As the Court observed in Ridgefield Park Educ. Ass'n v Ridgefield Park Bd. of Educ., 78 N.J. 144, 154 (1978), whether there is merit to the grievance is not a matter to be decided by PERC, because the role of PERC is limited to deciding the "abstract issue" of whether the dispute is subject to collective negotiations. The Court stated:

The Commission is addressing the abstract issue: is the subject matter in dispute within the scope of collective negotiations. Whether that subject is within the arbitration clause of the agreement, whether the facts are as alleged by the grievant, whether the contract provides a defense for the employer's alleged action, or even whether there is a valid arbitration clause in the agreement, or any other question which might be raised is not to be determined by the Commission in a scope proceeding. Those are questions appropriate for determination by an arbitrator and/or the courts.

 

[Ridgefield Park, supra, 78 N.J. at 154 (internal quotation marks and citation omitted.]

 

PERC performed the limited function that Ridgefield Park describes. Although the three exceptions to the unit work rule were applied and considered in detail by PERC and by the Court in Jersey City, supra, 154 N.J. at 575-81, here, on the limited record before it, PERC had no occasion to do so. This was especially so in light of the Board's failure to have argued before PERC that any of the three exceptions applied.

Affirmed.

1 The Court observed that the unit work rule "has its underpinnings in federal private-sector labor law," namely, Fibreboard Paper Prods. Corp. v. NLRB, 379 U.S. 203, 85 S. Ct. 398, 13 L. Ed. 2d 233 (1964). Ibid.

2 We note, however, that the Board did, in its statement of facts, assert that as far back as 2006 high school students had done work in the summer as employees of the Board, consisting of "cleaning televisions, VCRs, cart[s], cassette recorders, earphones and . . . laptops." The Board also noted that students had, in the past, done "technical work" on computers, including running cables, moving equipment, connecting various machines, and setting up computer servers.


The Board's brief to PERC also noted that neither Vala, or the Association, had ever responded to Farr's memorandum concerning the elimination of summer work for ten-month employees.
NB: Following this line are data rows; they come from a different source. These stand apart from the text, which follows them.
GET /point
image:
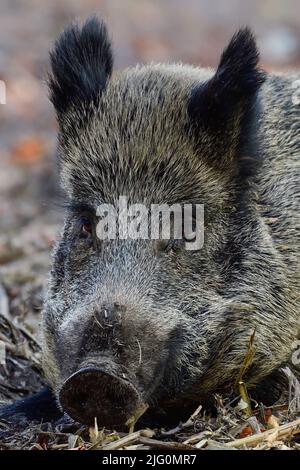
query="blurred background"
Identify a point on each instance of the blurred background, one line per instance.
(193, 31)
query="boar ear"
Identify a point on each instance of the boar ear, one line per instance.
(216, 103)
(81, 63)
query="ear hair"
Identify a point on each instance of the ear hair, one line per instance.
(235, 83)
(81, 63)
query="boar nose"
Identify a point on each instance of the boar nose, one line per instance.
(93, 393)
(109, 315)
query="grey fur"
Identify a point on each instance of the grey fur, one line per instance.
(187, 316)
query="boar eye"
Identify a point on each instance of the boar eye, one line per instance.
(165, 246)
(86, 229)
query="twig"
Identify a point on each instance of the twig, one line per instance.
(129, 439)
(165, 445)
(285, 430)
(4, 304)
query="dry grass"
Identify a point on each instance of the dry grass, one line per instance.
(266, 428)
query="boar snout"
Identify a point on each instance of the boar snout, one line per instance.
(94, 393)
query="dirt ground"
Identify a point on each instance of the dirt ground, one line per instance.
(172, 30)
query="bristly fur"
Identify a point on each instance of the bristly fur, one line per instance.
(236, 81)
(81, 64)
(176, 134)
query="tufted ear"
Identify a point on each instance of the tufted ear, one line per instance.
(221, 101)
(81, 63)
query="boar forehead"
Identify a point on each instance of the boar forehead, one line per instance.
(137, 143)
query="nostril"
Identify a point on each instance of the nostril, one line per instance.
(109, 316)
(93, 393)
(119, 307)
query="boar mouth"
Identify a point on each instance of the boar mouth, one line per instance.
(93, 393)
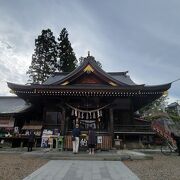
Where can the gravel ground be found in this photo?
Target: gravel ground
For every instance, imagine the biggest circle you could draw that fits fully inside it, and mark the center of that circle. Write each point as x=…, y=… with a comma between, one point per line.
x=160, y=168
x=16, y=167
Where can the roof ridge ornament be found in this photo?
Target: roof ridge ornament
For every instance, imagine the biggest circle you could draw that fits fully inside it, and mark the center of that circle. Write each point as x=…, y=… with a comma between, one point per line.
x=88, y=53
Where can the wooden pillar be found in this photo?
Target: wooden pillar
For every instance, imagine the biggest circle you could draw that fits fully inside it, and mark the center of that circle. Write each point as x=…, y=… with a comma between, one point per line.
x=63, y=121
x=111, y=127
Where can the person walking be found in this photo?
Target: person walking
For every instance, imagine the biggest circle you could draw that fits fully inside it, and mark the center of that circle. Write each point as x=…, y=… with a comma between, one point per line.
x=75, y=138
x=177, y=139
x=31, y=140
x=91, y=140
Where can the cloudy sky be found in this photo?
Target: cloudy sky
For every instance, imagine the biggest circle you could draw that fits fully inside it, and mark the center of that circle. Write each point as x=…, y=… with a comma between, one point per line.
x=140, y=36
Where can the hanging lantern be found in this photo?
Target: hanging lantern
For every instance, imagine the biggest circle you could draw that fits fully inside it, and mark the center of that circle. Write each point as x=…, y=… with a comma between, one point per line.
x=78, y=114
x=72, y=113
x=82, y=115
x=90, y=115
x=100, y=113
x=99, y=119
x=94, y=115
x=87, y=115
x=75, y=113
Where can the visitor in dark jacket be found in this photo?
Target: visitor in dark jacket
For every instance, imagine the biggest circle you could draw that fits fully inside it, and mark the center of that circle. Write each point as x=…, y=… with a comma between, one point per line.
x=31, y=140
x=91, y=140
x=177, y=139
x=75, y=135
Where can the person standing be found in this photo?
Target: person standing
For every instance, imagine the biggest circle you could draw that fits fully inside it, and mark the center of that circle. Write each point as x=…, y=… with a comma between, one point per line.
x=177, y=139
x=91, y=140
x=75, y=136
x=31, y=140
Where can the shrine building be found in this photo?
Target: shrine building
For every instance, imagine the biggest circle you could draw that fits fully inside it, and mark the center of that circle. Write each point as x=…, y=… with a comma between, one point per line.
x=106, y=101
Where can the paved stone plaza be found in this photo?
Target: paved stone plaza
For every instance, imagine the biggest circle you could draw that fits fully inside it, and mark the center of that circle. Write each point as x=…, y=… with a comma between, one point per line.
x=83, y=170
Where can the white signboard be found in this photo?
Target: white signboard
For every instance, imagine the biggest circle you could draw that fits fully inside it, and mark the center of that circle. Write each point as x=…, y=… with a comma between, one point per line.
x=99, y=139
Although the Board mentioned these alleged facts in its brief before PERC, it never relied on these facts as a basis for arguing that any of the three exceptions to the unit work rule applied. Instead it relied on these facts merely to support its argument that elimination of the "subject matter of the underlying grievance was a non-negotiable and non-arbitrable management prerogative; [and the] arbitration should be restrained." Thus, the Board argued before PERC that the subject matter was inherently non-negotiable, which is a far cry from arguing, as it has before us on appeal, that the three exceptions to the unit work rule apply and that PERC acted arbitrarily by failing to consider the exceptions.